Climate Vulnerability Assessment for the Indian Himalayan Region using a common framework

Submitted by Divya Mohan | published 19th Jul 2019 | last updated 7th Aug 2019
Comparative Vulnerability Profile of Indian Himalayan Region States (Fig. 5, pg. 35 of the report)

Comparative Vulnerability Profile of Indian Himalayan Region States (Fig. 5, pg. 35 of the report)

Introduction

In-depth understanding of key vulnerabilities is essential for evidence based adaptation planning towards the risks of climate change impacts.

The Indian Himalayan Region (IHR) is highly vulnerable to climate change due to its fragile ecosystem and high dependence of communities on natural resources. Climate change poses unprecedented challenges for multiple sectors and socio-economic development in the region. A vulnerability assessment can help in generating understanding on the key vulnerabilities as well as their drivers. While some Indian Himalayan States have carried out vulnerability assessments within their states there has been no study done at regional level yet. Also, there has been no consistency in terms of the framework used for vulnerability assessments done within the states.

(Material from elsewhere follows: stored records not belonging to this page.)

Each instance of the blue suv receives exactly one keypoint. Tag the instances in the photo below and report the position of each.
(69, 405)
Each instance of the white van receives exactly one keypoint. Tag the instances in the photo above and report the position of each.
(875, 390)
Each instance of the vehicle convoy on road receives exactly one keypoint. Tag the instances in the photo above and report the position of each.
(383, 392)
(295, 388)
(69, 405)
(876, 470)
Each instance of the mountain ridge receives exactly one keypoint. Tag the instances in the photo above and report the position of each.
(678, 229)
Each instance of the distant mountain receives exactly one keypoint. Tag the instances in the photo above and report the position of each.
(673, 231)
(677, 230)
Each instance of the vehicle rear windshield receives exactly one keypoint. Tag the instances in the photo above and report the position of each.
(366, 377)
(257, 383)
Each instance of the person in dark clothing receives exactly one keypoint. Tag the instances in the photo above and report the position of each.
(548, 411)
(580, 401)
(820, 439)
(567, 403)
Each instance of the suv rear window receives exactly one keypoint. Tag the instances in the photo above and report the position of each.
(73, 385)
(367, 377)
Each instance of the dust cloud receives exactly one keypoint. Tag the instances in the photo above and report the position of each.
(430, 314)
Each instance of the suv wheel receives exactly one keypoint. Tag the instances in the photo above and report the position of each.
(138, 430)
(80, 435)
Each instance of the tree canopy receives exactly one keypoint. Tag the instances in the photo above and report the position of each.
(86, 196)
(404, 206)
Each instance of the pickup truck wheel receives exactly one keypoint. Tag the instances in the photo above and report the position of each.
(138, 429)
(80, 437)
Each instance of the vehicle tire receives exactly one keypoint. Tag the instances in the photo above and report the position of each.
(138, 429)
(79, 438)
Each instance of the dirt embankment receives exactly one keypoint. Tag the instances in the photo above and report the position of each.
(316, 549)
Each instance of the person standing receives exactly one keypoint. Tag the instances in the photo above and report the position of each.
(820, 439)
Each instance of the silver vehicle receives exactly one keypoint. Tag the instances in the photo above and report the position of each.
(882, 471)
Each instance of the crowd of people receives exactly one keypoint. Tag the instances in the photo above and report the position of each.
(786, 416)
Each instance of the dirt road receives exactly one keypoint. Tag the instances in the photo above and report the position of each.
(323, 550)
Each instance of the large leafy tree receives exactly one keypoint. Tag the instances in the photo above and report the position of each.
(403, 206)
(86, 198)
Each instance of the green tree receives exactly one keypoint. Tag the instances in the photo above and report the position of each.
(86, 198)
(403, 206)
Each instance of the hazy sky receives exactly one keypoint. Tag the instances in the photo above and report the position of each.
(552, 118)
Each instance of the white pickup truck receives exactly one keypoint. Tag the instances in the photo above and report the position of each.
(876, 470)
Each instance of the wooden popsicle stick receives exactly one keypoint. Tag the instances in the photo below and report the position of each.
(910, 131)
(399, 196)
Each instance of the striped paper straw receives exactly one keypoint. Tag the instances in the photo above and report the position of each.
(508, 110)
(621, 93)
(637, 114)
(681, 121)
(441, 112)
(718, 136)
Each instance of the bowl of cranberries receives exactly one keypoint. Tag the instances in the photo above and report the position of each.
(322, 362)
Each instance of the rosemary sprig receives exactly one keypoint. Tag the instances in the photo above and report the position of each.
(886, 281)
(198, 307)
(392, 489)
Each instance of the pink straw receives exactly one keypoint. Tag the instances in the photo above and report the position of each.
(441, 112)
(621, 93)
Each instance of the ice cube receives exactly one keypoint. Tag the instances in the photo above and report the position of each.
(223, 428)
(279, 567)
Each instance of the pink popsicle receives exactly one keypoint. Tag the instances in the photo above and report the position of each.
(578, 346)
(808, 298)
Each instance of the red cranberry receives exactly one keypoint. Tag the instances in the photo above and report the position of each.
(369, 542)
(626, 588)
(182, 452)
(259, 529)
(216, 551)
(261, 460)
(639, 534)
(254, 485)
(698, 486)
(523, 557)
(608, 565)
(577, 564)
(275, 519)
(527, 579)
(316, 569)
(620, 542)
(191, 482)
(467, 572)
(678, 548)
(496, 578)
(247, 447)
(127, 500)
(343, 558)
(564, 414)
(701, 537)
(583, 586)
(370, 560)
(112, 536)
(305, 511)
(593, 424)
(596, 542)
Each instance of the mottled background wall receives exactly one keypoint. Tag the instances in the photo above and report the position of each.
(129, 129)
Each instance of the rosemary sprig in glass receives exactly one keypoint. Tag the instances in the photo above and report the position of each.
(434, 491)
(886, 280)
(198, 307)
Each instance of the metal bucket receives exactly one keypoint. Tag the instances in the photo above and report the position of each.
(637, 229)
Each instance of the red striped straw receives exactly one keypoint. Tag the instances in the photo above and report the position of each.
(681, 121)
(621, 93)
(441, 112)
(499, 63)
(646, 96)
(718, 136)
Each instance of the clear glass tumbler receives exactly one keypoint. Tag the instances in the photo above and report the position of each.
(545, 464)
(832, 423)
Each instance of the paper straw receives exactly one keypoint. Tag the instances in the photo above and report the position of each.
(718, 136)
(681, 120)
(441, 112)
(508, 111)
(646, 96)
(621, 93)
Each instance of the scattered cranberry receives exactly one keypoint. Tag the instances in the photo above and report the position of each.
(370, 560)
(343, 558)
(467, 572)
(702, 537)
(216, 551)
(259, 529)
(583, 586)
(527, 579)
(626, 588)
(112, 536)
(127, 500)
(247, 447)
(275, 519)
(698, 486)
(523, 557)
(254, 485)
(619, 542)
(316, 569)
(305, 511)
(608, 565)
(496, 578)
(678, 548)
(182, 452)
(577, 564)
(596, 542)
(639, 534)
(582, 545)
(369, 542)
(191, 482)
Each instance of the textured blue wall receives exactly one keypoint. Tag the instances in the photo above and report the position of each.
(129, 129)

Understanding the need of an integrated approach towards adaptation, the Indian Himalayas Climate Adaptation Programme (IHCAP), supported the development of a common framework for climate vulnerability and risk assessment for IHR. The framework*, developed by the Indian Institute of Science, Bangalore with support from the Himalayan States, is based on the latest IPCC AR5 framework for risk assessment.

*Download the framework and the results of the analysis of 12 Himalayan States from the right-hand column. A brief overview of this document is provided below.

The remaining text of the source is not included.